Economic News Continues to Redefine 'Less Bad'

Includes: DIA, QQQ, SPY, TBT, TIP, TLT
by: Jim Delaney

The economic news recently - GDP, car sales, ISM etc. - continues to redefine “less bad” and in some cases may have morphed into what might next be called “almost, maybe, possibly, slightly good”, although I hesitate to inject too much optimism into the interpretation.

CDS spreads and the stock market have responded with incremental moves tighter and higher, although they have recently slowed to a crawl, and spreads, as measured by the CDX indices, do appear to be correcting a bit with the high grade index posting back to back lows on 111bps on Friday and Monday and then widening to 113bps yesterday.

A measly 1.8% but enough to show up on a chart that has moved from 145bps on July 10th to Monday’s number in 17 trading days. Suffice it to say that there have been other minor reversals during that journey; a 2bp move on July 21-22 and another 2bps breather from 7/27 – 7/29. If there is anything different about yesterday’s 2bps it is that a) we don’t know that 2bps is all it will be and b) 2bps at the 125bp level is a smaller percentage move than it is at 111bps.

On the high yield side of things, the recent move down started on July 8th at 1019bps hit its nadir on Monday at735bps, a 284bps or 27% move down which included a 13bp correction on 7/15 – 16 equaling 1.4% and two other 1bp corrections, which given the index level should probably more correctly be considered sideways breathers than corrections.
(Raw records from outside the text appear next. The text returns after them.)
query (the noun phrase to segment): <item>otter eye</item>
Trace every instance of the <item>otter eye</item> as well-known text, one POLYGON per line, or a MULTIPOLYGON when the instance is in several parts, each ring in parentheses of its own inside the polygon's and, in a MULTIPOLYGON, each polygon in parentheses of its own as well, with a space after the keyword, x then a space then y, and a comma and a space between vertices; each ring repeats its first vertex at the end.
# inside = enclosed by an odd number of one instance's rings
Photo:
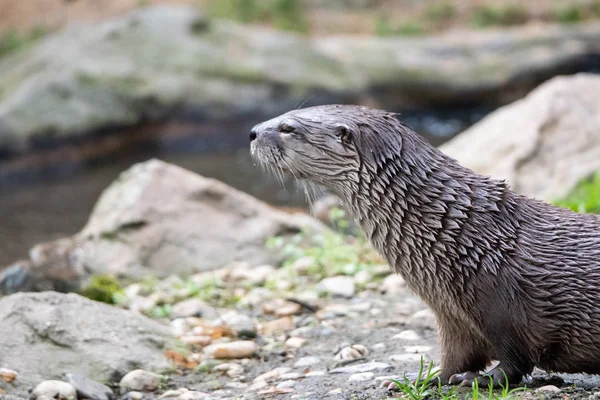
POLYGON ((283 133, 293 133, 296 129, 288 124, 279 125, 279 131, 283 133))
POLYGON ((337 141, 343 144, 348 144, 352 140, 350 129, 346 125, 338 125, 335 127, 335 137, 337 141))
The move yesterday was a little more noticeable with the High Yield index moving up 19bps or 2.5%. Still not one for the record books, but the biggest counter trend move we’ve seen since the July 10th descent began.
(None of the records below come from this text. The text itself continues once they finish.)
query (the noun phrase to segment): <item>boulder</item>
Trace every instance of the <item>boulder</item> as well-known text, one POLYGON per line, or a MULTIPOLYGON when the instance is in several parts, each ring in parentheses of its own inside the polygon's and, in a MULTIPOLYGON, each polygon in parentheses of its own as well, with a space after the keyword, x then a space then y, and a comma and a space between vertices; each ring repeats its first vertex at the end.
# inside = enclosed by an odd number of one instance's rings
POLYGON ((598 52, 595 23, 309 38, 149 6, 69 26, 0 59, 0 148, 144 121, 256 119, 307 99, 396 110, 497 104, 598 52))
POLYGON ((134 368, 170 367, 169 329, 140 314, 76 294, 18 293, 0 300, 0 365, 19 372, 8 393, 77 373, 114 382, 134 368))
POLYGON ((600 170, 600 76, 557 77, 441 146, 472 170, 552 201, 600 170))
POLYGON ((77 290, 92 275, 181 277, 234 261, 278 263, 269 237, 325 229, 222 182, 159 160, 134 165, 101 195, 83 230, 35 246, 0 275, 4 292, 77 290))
As I have mentioned before, movement in the U.S. Treasury market can have an effect on spreads and big moves in government can distort the spread market for short periods of time. The quick one and two day corrections mentioned above fit nicely into that category.
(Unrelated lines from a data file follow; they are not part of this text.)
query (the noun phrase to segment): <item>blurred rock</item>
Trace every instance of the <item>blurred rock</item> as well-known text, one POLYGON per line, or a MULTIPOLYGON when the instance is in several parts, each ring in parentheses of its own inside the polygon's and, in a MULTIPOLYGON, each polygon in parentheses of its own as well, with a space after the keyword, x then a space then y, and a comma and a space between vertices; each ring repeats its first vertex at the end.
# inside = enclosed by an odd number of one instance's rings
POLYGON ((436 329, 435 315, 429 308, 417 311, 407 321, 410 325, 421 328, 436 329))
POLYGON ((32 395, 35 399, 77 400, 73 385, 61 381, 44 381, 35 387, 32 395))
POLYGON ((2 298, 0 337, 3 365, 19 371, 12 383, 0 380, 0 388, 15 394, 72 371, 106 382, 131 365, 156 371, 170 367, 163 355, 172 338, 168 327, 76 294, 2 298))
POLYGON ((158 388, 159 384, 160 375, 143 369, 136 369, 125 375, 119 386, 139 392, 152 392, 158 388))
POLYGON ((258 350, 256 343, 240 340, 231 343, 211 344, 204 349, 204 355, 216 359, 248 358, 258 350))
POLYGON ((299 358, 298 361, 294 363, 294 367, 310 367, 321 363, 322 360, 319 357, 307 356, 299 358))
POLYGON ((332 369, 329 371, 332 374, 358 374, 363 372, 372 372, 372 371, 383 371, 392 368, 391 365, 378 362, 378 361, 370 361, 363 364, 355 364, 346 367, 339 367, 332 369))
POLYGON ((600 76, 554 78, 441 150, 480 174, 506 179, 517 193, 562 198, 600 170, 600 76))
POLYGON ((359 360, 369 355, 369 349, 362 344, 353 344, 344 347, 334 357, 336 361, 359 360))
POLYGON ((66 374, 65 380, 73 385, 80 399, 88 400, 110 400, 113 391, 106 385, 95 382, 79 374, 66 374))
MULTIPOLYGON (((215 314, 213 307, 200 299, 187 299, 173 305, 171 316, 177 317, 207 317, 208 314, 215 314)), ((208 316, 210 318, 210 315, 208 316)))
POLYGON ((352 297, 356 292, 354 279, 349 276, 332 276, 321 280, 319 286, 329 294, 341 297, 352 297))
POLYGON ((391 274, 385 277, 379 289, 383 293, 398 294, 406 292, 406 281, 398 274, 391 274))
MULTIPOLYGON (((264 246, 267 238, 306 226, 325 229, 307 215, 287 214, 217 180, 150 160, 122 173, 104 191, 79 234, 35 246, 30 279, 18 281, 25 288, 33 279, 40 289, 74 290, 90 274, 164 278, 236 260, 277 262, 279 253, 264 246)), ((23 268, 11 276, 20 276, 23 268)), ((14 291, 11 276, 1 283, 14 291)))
The current 30-year bond has seen its yield move from 4.30% on 7/31/2009 to 4.49% last night and while 19bps might not seem like a lot when you start with 430 of them it must be realized that a) it’s only been three trading days and b) out in the “land of the big .01” each basis point on the 4 1/4s of ’39 represents $0.16 in price movement, so 19bps equals ~$3.00. In this case a move from $99.16 down to $96.08. Not an enjoyable experience if you’re holding.

The big number is obviously Friday this week with Nonfarm Payrolls and the Unemployment rate for July being announced. The impact of those announcements could be huge. Or, as in the case of the GDP last Friday, a yawn.

As with this correction in spreads, the current M.O. in stocks seems to be wait and see.